Ntuppuppakkoranendarnnu is also a work of imagination that critiques the ills of society; but it is not often that Ntuppuppakkoranendarnnuis compared to Shabdangal. Ntuppuppakkoranendarnnu attacks age-old customs and superstitions, Shabdangal raises voice against the pretences of modernity; the cloak of 'respectable' moral living on the surface that disguises a degraded social setup. In both works, we see Basheer the humanist, who speaks out against the evils he witnessed in society, be it in the name of tradition or modernity, without caring whom he was speaking against.

==Kesari on Shabdangal==
Shabdangal creates a "unity of impression" of the world as a mental asylum. This makes it a lengthy short story rather than a short novel, writes Kesari Balakrishna Pillai in his introduction to the book. The literary technique of 'confession' is best suited to the story, because a first person narrative, without simultaneous comments and questions put forth by a thoughtful listener, would have been ineffective in this case. Interspersed in conversation are bits of descriptions of Nature's beauty; and questions as to the origin and evolution of the universe. These are dragged in deliberately; to enhance the effect of 'insanity' which pervades the atmosphere of the story; to contrast the beauty of Nature with the ugliness in various aspects of human life on earth; to demonstrate that physical questions like eradication of poverty and curing of disease are more important than metaphysical questions about the cosmos.

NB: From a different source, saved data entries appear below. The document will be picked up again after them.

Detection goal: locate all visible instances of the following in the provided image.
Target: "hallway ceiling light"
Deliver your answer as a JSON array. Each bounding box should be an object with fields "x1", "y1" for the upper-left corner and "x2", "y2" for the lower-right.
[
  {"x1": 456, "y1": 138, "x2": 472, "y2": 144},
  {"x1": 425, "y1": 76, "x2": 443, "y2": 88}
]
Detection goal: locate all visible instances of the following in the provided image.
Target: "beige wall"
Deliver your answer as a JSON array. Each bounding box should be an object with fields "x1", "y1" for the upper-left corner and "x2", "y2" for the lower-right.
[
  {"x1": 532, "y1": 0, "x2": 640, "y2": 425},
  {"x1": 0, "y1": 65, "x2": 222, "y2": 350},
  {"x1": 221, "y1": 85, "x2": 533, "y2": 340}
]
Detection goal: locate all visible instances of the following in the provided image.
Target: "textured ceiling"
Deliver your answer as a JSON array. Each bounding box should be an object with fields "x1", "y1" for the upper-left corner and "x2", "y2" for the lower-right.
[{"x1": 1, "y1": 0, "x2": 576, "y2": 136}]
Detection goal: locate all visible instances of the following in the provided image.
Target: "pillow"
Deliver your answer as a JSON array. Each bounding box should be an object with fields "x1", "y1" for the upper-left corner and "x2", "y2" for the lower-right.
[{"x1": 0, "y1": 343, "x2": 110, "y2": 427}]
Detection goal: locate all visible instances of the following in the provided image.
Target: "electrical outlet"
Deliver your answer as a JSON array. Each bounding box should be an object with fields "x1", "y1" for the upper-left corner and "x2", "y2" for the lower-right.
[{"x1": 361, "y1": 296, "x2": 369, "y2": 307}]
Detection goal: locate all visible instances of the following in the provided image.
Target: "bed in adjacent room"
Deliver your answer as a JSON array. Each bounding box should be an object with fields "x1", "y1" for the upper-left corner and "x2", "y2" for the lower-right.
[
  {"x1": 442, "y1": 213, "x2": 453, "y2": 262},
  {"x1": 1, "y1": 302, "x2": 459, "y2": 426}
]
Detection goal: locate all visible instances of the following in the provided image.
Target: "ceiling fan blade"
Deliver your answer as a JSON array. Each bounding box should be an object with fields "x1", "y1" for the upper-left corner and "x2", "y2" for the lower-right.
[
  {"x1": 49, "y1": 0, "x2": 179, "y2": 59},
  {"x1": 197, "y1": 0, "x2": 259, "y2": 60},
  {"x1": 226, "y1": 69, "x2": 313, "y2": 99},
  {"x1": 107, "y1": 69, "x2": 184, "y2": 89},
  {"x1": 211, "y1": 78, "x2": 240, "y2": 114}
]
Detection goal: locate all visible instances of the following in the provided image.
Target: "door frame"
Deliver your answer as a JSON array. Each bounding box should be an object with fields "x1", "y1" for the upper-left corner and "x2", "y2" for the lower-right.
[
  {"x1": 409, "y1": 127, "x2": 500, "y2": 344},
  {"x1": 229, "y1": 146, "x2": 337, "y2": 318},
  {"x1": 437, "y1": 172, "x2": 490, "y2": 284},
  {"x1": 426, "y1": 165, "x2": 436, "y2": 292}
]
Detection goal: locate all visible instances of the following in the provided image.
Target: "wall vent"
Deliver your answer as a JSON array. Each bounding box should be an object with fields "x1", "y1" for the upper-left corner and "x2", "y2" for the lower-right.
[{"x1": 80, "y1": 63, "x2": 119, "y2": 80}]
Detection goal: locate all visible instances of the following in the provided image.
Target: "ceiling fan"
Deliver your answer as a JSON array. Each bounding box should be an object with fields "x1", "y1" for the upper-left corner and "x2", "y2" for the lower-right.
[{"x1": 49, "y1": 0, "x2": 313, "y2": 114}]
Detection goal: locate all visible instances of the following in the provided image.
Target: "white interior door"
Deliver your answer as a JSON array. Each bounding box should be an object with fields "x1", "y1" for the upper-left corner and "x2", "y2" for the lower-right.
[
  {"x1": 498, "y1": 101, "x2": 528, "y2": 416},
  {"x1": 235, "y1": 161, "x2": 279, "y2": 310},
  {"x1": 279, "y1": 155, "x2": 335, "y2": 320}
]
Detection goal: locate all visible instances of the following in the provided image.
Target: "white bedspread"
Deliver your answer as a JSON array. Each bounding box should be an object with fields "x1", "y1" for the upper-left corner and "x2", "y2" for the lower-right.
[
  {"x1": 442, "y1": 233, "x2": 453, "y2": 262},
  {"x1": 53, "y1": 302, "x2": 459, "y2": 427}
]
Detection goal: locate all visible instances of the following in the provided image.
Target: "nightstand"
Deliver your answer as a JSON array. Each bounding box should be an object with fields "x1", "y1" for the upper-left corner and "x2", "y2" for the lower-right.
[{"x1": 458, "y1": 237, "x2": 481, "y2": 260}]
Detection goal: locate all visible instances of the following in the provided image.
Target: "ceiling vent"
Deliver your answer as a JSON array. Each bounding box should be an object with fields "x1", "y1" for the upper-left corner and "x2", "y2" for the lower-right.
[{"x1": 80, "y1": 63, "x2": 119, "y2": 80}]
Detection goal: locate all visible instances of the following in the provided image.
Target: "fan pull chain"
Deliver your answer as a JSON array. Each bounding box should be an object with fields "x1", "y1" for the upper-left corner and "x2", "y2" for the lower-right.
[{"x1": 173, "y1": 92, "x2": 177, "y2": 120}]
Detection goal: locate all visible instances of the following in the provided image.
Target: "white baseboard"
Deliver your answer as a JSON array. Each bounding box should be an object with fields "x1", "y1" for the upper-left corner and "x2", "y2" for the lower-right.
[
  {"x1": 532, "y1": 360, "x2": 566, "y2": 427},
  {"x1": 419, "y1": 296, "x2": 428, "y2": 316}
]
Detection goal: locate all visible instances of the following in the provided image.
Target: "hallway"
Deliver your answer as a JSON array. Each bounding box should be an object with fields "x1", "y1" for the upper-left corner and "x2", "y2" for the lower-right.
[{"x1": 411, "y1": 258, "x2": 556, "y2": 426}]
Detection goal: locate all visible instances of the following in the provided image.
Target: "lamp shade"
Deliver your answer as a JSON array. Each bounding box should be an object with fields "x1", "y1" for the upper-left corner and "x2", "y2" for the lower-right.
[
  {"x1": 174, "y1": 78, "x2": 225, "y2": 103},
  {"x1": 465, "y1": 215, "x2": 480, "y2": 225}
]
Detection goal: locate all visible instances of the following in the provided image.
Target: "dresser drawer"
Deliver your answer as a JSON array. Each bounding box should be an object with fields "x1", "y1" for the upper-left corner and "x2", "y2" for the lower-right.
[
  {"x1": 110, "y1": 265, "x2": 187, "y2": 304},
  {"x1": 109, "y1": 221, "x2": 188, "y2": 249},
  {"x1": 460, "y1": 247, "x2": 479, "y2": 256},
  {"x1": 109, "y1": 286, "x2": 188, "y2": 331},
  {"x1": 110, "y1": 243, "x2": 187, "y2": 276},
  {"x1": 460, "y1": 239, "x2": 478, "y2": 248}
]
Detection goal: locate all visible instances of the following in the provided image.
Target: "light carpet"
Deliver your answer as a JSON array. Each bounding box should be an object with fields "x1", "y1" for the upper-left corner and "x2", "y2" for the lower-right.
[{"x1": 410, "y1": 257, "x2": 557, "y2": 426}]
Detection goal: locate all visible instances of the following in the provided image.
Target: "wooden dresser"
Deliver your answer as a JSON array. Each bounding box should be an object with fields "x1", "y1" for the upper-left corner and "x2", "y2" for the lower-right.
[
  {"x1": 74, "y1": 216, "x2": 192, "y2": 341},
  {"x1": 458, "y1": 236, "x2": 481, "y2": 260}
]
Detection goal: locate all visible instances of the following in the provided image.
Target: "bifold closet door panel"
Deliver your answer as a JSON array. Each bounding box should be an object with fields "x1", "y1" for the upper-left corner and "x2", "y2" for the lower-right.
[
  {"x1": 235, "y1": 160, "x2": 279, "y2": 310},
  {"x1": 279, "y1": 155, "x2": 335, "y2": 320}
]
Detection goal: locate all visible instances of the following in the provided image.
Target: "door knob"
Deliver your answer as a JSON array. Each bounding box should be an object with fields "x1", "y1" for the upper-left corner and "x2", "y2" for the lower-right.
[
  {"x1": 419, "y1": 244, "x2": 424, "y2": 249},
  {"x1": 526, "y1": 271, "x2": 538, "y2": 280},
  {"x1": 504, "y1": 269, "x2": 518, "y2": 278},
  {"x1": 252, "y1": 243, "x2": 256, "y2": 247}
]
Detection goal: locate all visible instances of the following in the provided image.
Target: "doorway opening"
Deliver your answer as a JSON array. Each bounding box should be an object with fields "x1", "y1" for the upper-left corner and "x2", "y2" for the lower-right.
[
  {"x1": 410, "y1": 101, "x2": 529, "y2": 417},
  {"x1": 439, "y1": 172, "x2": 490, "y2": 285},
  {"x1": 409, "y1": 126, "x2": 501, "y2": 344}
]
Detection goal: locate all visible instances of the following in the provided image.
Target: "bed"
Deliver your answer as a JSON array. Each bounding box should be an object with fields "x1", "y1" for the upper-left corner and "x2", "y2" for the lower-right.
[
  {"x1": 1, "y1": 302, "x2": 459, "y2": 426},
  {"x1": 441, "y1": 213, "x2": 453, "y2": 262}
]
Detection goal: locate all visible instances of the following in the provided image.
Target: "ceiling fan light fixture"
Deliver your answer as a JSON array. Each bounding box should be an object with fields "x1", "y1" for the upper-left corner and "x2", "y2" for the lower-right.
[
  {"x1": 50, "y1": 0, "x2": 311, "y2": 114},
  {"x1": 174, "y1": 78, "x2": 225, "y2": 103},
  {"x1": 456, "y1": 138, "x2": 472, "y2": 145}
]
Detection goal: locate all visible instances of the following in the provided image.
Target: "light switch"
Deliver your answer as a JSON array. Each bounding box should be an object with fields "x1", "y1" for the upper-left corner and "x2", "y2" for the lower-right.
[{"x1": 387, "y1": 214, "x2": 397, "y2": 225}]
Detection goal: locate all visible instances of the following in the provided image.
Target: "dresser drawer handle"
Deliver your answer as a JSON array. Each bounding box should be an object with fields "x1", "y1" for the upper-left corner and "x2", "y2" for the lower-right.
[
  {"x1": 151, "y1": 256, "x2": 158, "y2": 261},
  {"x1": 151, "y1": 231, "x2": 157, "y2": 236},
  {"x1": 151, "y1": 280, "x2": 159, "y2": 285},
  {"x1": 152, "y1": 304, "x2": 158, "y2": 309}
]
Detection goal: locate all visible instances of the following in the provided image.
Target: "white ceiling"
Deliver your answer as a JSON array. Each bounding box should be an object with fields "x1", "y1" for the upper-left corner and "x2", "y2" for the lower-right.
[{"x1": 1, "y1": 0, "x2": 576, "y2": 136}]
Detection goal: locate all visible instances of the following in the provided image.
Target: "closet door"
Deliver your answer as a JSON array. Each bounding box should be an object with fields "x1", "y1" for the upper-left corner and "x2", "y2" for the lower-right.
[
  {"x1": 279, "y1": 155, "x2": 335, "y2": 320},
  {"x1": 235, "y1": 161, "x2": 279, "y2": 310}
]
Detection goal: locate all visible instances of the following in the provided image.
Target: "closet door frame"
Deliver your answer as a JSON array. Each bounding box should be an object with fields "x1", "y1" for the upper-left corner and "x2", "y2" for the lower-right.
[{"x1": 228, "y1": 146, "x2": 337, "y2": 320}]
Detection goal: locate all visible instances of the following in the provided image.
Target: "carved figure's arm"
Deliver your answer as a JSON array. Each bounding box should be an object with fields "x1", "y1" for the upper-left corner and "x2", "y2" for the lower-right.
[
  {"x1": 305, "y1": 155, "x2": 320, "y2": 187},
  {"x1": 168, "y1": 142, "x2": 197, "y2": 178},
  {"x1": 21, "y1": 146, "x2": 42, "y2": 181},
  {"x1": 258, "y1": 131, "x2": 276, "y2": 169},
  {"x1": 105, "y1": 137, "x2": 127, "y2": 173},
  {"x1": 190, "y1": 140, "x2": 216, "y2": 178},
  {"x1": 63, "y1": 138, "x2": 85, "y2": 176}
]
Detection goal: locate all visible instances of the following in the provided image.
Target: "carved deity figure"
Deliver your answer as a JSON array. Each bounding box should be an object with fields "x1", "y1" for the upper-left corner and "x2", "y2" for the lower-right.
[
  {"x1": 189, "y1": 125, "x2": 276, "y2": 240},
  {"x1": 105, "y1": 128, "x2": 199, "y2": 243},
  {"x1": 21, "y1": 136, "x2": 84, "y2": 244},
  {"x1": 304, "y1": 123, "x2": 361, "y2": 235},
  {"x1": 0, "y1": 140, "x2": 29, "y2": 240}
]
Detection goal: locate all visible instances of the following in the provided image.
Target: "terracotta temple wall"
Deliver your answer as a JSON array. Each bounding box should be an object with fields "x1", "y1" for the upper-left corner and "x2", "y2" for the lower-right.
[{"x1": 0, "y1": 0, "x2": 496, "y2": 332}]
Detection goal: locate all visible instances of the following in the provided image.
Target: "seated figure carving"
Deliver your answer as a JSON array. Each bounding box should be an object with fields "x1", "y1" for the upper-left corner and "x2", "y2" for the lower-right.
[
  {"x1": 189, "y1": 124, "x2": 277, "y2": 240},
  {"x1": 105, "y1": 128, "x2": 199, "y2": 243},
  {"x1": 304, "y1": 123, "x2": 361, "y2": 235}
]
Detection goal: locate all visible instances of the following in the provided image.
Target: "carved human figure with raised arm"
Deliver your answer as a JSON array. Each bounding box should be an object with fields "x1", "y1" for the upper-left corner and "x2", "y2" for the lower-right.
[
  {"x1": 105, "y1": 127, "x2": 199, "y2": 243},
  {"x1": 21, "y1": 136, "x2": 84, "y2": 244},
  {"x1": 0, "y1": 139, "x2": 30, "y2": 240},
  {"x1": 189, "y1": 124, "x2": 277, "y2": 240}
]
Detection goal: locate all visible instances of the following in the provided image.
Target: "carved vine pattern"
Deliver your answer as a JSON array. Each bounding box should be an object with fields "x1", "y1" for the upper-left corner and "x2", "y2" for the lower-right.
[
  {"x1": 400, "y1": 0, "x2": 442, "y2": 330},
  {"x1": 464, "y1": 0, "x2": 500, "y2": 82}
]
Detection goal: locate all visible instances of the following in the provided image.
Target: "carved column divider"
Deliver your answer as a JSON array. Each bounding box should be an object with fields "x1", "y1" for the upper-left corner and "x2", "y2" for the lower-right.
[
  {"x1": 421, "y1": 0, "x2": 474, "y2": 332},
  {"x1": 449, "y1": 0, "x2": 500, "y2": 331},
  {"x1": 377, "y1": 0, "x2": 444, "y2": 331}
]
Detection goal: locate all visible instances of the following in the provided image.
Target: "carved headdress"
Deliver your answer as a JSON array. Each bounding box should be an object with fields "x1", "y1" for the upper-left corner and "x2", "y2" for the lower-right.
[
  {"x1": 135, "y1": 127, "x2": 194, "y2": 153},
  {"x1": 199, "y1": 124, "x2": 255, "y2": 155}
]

Shabdangal is a challenge to claims of 'respectability'. It sympathetically portrays people suffering from sexually transmitted diseases, gonorrhoea, and syphilis. Balakrishna Pillai, however, sees in Basheer's work a defeatism born out of ignorance of scientific advancements. (Both were writing in the immediate post-war period.)

Shabdangal was the first literary work in Malayalam that talked about homosexual intercourse. Before it, indirect references to homosexuality occurred in Ponkunnam Varki's Nivedanam and Changampuzha Krishna Pillai's unpublished poem Ashramamrigam. Balakrishna Pillai predicted at the time of Shabdangal going to press that it would raise a storm in critical circles. Basheer's writing of Shabdangal is compared to Thakazhi's writing of Thottiyude makan about a profession considered too unclean for literature to deal with.

An old place of worship used by the homeless as night retreat occurs in chapters 9 and 10 of Shabdangal. This part of the book is called "one of the most unforgettable scenes in world literature" by Kesari, who compares it with a hospital scene in Remarque's All Quiet on the Western Front.